Одиночество отступило: рядом друг, товарищ по борьбе. Они проговорили до ужина, до того часа, когда в коридоре начали грохотать солдатские шаги.

Перед сном Мышкин остановился возле другой стенки, стоял недвижимо, словно задумавшись, а ногой тихо выстукивал:

— Я — Мышкин.

— Я — Арончик, — ответила ему стена.

Тоже народоволец!

— Жить можно! — проговорил Мышкин, укладываясь спать.

Просыпается Ипполит Никитич, смотрит на пол и диву дается: весь он покрыт серебряным налетом.
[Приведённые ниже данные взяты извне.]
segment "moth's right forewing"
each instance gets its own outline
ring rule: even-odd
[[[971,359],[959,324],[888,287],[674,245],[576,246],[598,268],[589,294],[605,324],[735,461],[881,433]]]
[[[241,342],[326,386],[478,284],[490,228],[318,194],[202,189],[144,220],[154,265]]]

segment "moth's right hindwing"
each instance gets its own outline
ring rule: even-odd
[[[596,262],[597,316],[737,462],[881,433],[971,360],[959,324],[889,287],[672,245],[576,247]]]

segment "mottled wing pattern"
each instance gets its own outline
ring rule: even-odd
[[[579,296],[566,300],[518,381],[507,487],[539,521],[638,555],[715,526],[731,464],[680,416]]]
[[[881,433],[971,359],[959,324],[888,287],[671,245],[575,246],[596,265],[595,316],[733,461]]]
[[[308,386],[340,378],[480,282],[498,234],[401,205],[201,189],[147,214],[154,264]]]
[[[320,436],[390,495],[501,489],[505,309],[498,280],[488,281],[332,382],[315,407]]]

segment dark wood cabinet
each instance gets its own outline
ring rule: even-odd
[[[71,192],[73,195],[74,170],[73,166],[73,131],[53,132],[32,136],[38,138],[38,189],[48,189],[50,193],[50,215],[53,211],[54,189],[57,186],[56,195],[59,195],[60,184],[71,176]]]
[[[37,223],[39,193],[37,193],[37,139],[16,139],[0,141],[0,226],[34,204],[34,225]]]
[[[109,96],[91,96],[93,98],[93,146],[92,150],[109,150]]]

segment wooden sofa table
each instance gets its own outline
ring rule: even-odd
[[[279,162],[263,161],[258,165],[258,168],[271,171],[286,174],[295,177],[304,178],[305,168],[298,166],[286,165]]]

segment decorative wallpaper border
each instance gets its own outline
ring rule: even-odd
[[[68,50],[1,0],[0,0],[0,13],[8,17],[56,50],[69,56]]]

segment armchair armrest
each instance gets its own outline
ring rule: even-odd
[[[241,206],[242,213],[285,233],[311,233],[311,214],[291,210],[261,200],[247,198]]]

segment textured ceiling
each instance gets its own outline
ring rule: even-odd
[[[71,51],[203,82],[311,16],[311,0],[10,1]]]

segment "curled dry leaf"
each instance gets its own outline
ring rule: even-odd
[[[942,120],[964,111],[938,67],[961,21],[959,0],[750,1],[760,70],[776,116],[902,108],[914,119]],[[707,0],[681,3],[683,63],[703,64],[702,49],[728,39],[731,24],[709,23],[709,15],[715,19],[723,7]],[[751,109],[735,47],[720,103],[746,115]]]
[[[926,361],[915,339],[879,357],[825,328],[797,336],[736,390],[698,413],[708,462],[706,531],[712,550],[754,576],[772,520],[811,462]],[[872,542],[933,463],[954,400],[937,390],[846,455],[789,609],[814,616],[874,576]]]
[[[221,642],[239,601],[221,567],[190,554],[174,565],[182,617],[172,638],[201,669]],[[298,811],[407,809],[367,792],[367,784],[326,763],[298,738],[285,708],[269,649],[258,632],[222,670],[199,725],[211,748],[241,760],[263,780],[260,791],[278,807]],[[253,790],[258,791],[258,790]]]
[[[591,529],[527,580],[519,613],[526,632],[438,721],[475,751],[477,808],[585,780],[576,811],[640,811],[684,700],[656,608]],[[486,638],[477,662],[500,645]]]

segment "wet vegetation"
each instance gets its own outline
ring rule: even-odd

Встал, потрогал — пленка легко снимается.

На другой день то же: за ночь образовалась такая плесень, что получился сплошной белесый ковер.

Сырость увеличивалась с наступлением дождливой погоды. Соль таяла, спички сырели, матрац прогнил…

В камере холодно. Сначала Мышкин отогревался беспрерывной ходьбой, но постепенно приходилось ему сокращать «прогулки»: уставал и на подошвах стала ощущаться боль.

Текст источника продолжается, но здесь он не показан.